Talking to millionaires is always exciting. They always look at telecom bills and think there is money in this market. However, the nature of the market has been rather capital-intensive and requires a great deal of marketing. We have people like Ron Lauder, who took his perfectly good cosmetics monies and threw them away in telecom. Likewise, we have companies like Light Squared being the latest big letdown.
A particular friend was looking to invest in wireless alternatives. He started with Wi-Fi, the great starting point of low-capital costs. If you think bandwidth is unlimited and phone calls and browsing in automobiles are not a concern, you can make a case for Wi-Fi in a geographic-specific region (normally the density and competition impact the opportunity). I pointed out, though, that when it comes to chipsets, ARM-based cellular is a giant commodities market in comparison to Wi-Fi, so economies in the long run win for the LTE family of solutions.
I am not sure he agreed, but we moved on.
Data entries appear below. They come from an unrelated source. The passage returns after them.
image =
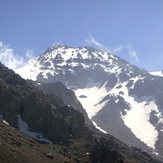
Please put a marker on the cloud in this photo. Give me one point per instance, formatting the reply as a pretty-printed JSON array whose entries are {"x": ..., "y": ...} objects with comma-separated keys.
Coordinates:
[
  {"x": 12, "y": 60},
  {"x": 126, "y": 49}
]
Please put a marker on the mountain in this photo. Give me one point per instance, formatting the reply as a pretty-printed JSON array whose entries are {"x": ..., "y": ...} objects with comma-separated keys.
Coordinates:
[
  {"x": 34, "y": 127},
  {"x": 120, "y": 98},
  {"x": 157, "y": 73}
]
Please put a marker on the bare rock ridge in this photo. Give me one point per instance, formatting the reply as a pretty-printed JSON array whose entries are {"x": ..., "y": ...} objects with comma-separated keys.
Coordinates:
[
  {"x": 122, "y": 99},
  {"x": 23, "y": 105}
]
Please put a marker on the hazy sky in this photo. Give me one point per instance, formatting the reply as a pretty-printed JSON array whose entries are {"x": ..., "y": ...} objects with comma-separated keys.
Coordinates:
[{"x": 131, "y": 29}]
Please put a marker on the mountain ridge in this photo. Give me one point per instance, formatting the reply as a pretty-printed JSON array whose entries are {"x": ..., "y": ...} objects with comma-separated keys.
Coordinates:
[{"x": 119, "y": 87}]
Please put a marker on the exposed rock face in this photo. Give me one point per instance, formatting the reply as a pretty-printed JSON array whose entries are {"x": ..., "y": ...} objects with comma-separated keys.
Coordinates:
[
  {"x": 59, "y": 124},
  {"x": 42, "y": 114},
  {"x": 63, "y": 96},
  {"x": 118, "y": 96}
]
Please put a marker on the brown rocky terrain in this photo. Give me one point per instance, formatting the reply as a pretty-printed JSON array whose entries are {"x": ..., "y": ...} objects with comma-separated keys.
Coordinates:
[{"x": 72, "y": 139}]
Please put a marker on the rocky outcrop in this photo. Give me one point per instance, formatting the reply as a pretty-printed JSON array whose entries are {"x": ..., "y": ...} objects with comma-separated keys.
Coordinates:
[
  {"x": 41, "y": 113},
  {"x": 62, "y": 95},
  {"x": 63, "y": 125}
]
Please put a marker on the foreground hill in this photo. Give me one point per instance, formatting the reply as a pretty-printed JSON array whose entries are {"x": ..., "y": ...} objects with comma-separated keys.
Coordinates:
[{"x": 62, "y": 129}]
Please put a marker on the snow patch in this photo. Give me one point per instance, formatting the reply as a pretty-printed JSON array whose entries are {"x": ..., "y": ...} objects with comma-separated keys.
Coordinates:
[
  {"x": 2, "y": 120},
  {"x": 157, "y": 73}
]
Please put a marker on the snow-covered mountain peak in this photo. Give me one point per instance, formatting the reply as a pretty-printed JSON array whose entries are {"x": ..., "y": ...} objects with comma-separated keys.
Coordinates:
[
  {"x": 68, "y": 60},
  {"x": 118, "y": 96}
]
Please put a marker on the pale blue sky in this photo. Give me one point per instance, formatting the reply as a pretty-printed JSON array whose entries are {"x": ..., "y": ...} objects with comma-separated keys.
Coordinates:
[{"x": 131, "y": 29}]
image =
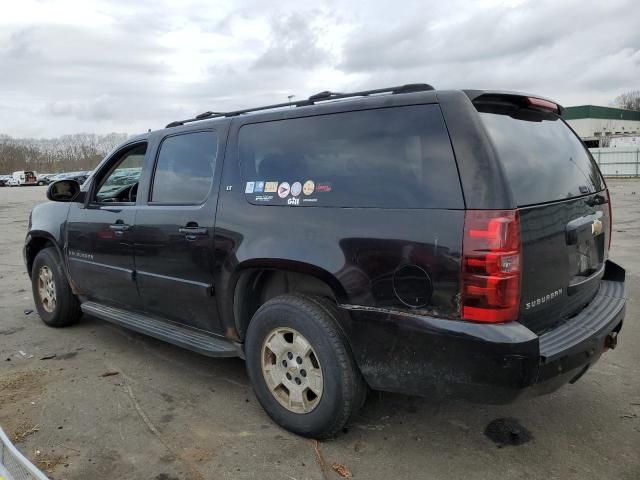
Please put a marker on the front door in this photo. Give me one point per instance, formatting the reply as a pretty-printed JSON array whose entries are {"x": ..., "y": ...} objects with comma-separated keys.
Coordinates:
[
  {"x": 99, "y": 232},
  {"x": 174, "y": 232}
]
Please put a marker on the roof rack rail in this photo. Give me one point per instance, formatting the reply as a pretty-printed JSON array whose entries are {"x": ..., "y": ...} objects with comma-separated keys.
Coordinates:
[{"x": 318, "y": 97}]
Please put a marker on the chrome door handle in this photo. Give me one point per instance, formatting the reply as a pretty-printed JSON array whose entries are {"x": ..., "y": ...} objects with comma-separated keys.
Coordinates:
[
  {"x": 194, "y": 231},
  {"x": 119, "y": 227}
]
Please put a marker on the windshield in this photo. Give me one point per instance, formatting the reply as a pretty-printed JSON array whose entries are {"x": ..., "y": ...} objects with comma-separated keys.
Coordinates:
[{"x": 542, "y": 158}]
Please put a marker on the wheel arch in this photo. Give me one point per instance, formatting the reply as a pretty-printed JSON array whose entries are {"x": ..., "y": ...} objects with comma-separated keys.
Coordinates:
[
  {"x": 36, "y": 241},
  {"x": 256, "y": 282}
]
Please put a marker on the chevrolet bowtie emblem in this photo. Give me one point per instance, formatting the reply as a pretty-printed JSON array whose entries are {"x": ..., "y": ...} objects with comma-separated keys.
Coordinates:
[{"x": 596, "y": 228}]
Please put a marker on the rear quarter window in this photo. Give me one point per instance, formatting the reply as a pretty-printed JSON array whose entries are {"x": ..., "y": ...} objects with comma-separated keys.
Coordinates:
[
  {"x": 398, "y": 157},
  {"x": 542, "y": 158}
]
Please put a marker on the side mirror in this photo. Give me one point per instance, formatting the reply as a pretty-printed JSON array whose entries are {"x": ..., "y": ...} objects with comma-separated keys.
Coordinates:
[{"x": 63, "y": 191}]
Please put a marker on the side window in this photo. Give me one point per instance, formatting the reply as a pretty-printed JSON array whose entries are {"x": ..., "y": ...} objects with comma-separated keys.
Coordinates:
[
  {"x": 120, "y": 182},
  {"x": 397, "y": 157},
  {"x": 184, "y": 168}
]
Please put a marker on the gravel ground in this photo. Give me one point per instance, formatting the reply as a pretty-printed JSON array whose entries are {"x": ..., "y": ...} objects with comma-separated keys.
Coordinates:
[{"x": 170, "y": 414}]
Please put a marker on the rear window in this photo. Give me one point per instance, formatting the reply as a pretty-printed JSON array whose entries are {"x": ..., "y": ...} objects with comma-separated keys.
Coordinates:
[
  {"x": 542, "y": 158},
  {"x": 397, "y": 157}
]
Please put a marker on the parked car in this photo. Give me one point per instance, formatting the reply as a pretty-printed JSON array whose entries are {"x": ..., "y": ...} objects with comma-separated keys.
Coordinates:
[
  {"x": 44, "y": 178},
  {"x": 24, "y": 177},
  {"x": 439, "y": 243}
]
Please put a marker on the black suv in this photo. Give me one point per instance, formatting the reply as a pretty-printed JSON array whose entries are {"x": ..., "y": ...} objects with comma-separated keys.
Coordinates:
[{"x": 402, "y": 239}]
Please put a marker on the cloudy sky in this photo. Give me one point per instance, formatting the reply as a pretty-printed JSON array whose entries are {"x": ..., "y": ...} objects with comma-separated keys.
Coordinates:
[{"x": 100, "y": 66}]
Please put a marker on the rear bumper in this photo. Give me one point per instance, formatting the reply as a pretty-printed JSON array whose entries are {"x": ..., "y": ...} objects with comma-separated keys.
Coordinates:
[{"x": 485, "y": 363}]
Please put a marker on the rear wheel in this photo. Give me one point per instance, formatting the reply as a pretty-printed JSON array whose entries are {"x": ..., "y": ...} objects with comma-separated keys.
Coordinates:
[
  {"x": 56, "y": 304},
  {"x": 301, "y": 367}
]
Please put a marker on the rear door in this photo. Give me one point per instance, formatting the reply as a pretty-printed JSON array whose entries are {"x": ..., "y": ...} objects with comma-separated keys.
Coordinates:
[
  {"x": 174, "y": 232},
  {"x": 564, "y": 210}
]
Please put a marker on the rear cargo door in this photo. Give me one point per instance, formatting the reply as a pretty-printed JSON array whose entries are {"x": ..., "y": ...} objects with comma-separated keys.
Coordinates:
[{"x": 564, "y": 210}]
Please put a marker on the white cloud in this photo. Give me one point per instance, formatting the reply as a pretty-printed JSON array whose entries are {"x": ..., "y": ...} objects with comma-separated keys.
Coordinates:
[{"x": 68, "y": 66}]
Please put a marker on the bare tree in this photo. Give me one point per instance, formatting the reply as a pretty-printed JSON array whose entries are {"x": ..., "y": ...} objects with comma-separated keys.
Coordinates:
[
  {"x": 67, "y": 153},
  {"x": 629, "y": 100}
]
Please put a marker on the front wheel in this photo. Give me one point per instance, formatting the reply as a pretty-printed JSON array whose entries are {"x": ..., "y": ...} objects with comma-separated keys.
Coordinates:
[
  {"x": 301, "y": 367},
  {"x": 55, "y": 302}
]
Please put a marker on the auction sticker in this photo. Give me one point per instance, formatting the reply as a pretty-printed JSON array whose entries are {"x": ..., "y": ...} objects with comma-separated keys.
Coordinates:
[
  {"x": 271, "y": 187},
  {"x": 308, "y": 187},
  {"x": 283, "y": 190},
  {"x": 296, "y": 189}
]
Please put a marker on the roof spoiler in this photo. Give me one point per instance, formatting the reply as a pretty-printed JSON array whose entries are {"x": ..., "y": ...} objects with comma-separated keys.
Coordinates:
[{"x": 523, "y": 100}]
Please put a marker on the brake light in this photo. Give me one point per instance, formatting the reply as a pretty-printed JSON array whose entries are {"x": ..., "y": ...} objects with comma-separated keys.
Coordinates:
[
  {"x": 610, "y": 219},
  {"x": 543, "y": 104},
  {"x": 491, "y": 266}
]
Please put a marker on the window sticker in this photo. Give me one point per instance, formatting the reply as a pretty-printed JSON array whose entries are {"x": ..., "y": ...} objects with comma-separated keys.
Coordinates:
[
  {"x": 308, "y": 188},
  {"x": 283, "y": 190},
  {"x": 271, "y": 187},
  {"x": 296, "y": 193}
]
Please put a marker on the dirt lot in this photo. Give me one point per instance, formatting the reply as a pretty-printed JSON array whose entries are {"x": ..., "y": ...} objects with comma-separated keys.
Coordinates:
[{"x": 170, "y": 414}]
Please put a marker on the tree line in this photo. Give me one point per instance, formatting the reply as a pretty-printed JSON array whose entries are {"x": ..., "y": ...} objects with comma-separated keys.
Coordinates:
[
  {"x": 81, "y": 151},
  {"x": 629, "y": 100}
]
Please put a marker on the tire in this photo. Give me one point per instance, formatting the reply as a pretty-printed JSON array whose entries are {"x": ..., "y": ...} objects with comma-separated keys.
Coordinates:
[
  {"x": 55, "y": 303},
  {"x": 287, "y": 322}
]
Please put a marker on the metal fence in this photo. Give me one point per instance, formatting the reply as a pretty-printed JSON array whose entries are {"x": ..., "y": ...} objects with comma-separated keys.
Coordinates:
[
  {"x": 14, "y": 465},
  {"x": 618, "y": 161}
]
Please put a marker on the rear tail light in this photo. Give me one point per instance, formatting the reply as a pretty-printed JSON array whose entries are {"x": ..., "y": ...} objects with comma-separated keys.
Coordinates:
[
  {"x": 491, "y": 266},
  {"x": 610, "y": 219}
]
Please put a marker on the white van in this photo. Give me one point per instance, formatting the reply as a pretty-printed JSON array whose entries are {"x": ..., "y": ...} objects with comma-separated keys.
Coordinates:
[{"x": 24, "y": 177}]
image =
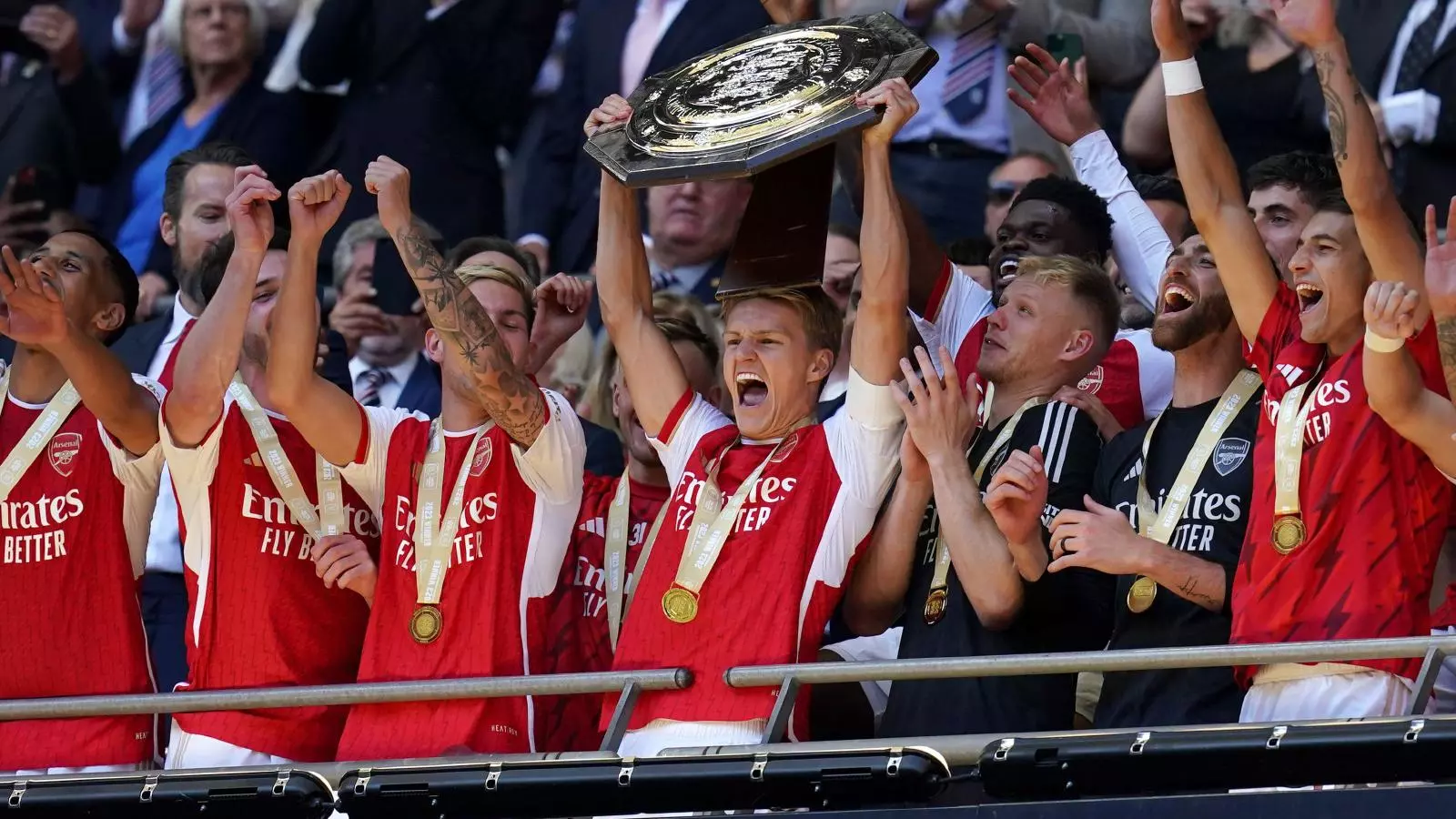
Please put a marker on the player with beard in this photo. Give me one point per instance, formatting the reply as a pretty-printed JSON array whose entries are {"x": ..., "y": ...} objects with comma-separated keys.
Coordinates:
[
  {"x": 968, "y": 571},
  {"x": 478, "y": 503},
  {"x": 618, "y": 519},
  {"x": 1169, "y": 506},
  {"x": 1346, "y": 515},
  {"x": 277, "y": 550},
  {"x": 769, "y": 508},
  {"x": 79, "y": 481}
]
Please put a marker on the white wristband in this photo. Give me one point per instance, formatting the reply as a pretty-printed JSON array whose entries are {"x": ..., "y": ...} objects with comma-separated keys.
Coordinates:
[
  {"x": 1382, "y": 344},
  {"x": 1181, "y": 77}
]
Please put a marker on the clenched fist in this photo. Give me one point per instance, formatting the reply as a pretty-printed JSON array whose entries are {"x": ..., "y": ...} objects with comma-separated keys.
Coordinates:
[{"x": 389, "y": 182}]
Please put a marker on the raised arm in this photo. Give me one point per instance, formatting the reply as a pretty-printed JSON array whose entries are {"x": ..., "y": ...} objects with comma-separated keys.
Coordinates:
[
  {"x": 1056, "y": 98},
  {"x": 208, "y": 356},
  {"x": 941, "y": 420},
  {"x": 501, "y": 382},
  {"x": 1385, "y": 232},
  {"x": 328, "y": 417},
  {"x": 1394, "y": 380},
  {"x": 1212, "y": 179},
  {"x": 878, "y": 341},
  {"x": 36, "y": 317},
  {"x": 625, "y": 290}
]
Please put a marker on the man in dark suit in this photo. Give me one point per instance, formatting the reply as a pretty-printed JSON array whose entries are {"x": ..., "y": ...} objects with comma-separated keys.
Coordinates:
[
  {"x": 434, "y": 85},
  {"x": 1404, "y": 56},
  {"x": 606, "y": 56}
]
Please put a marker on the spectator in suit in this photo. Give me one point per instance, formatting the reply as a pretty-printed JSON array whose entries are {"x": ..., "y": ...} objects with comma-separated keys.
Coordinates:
[
  {"x": 1254, "y": 77},
  {"x": 197, "y": 182},
  {"x": 223, "y": 98},
  {"x": 613, "y": 46},
  {"x": 436, "y": 85},
  {"x": 966, "y": 126},
  {"x": 53, "y": 116},
  {"x": 1404, "y": 56},
  {"x": 388, "y": 366}
]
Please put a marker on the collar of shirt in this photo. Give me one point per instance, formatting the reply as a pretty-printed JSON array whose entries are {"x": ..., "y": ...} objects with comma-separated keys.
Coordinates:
[
  {"x": 399, "y": 372},
  {"x": 179, "y": 318}
]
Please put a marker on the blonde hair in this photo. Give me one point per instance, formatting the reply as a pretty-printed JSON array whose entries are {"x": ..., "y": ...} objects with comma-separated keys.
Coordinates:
[
  {"x": 174, "y": 12},
  {"x": 473, "y": 273},
  {"x": 823, "y": 321},
  {"x": 1089, "y": 285}
]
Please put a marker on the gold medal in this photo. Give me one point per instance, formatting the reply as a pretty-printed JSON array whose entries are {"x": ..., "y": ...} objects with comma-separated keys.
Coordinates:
[
  {"x": 935, "y": 606},
  {"x": 1289, "y": 533},
  {"x": 426, "y": 624},
  {"x": 1142, "y": 595},
  {"x": 681, "y": 605}
]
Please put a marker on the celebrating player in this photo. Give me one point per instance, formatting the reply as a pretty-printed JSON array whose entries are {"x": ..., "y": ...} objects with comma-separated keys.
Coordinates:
[
  {"x": 478, "y": 503},
  {"x": 764, "y": 516},
  {"x": 277, "y": 550},
  {"x": 1169, "y": 506},
  {"x": 970, "y": 574},
  {"x": 77, "y": 486},
  {"x": 619, "y": 519},
  {"x": 1346, "y": 516}
]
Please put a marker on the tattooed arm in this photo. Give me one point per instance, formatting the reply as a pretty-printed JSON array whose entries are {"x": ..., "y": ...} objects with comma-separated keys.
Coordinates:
[
  {"x": 1385, "y": 232},
  {"x": 502, "y": 385}
]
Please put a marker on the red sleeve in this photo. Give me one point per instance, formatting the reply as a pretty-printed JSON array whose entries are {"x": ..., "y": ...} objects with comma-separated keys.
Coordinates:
[
  {"x": 1278, "y": 332},
  {"x": 670, "y": 424},
  {"x": 943, "y": 286}
]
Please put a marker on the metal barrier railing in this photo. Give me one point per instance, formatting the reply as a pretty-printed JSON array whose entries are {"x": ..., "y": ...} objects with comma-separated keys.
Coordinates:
[
  {"x": 791, "y": 676},
  {"x": 958, "y": 749}
]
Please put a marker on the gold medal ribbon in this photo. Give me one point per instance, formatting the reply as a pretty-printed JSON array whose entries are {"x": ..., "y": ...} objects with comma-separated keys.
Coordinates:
[
  {"x": 713, "y": 523},
  {"x": 434, "y": 533},
  {"x": 318, "y": 521},
  {"x": 939, "y": 583},
  {"x": 621, "y": 589},
  {"x": 36, "y": 436},
  {"x": 1289, "y": 457},
  {"x": 1161, "y": 525}
]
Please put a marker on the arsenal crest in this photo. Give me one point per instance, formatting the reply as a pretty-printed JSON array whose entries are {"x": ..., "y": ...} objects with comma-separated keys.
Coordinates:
[
  {"x": 63, "y": 450},
  {"x": 1228, "y": 453},
  {"x": 482, "y": 458},
  {"x": 785, "y": 448}
]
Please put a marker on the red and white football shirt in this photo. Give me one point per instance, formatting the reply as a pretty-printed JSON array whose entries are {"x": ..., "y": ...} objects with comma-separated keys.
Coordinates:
[
  {"x": 580, "y": 636},
  {"x": 1135, "y": 379},
  {"x": 495, "y": 605},
  {"x": 784, "y": 566},
  {"x": 1373, "y": 506},
  {"x": 259, "y": 615},
  {"x": 75, "y": 532}
]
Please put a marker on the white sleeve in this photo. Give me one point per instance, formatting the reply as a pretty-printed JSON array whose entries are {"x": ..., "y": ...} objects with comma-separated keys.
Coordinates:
[
  {"x": 140, "y": 475},
  {"x": 864, "y": 439},
  {"x": 1155, "y": 372},
  {"x": 193, "y": 471},
  {"x": 696, "y": 421},
  {"x": 553, "y": 464},
  {"x": 1139, "y": 242},
  {"x": 136, "y": 470},
  {"x": 963, "y": 303},
  {"x": 368, "y": 475}
]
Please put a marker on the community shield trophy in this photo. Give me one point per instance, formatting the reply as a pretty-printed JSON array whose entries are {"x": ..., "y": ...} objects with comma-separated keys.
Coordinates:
[{"x": 768, "y": 106}]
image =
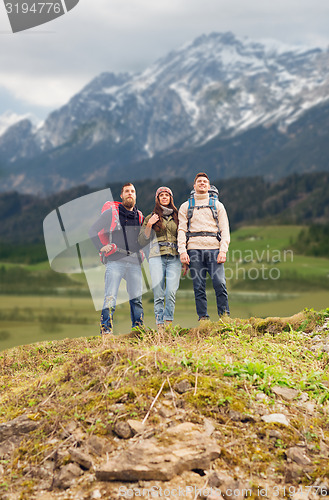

We then turned to spectrum and Charlie Ergen, the CEO of Dish, buying up said spectrum. I pointed out that terrestrial sharing was about to become a reality in regulation so there was sound logic that applied to Dish (and few others). Then we got on the subject of spectrum purchasing in general. I once again pointed out that much of the business was capital-intensive and unless you have a ready-made market, the economies were skewed against you.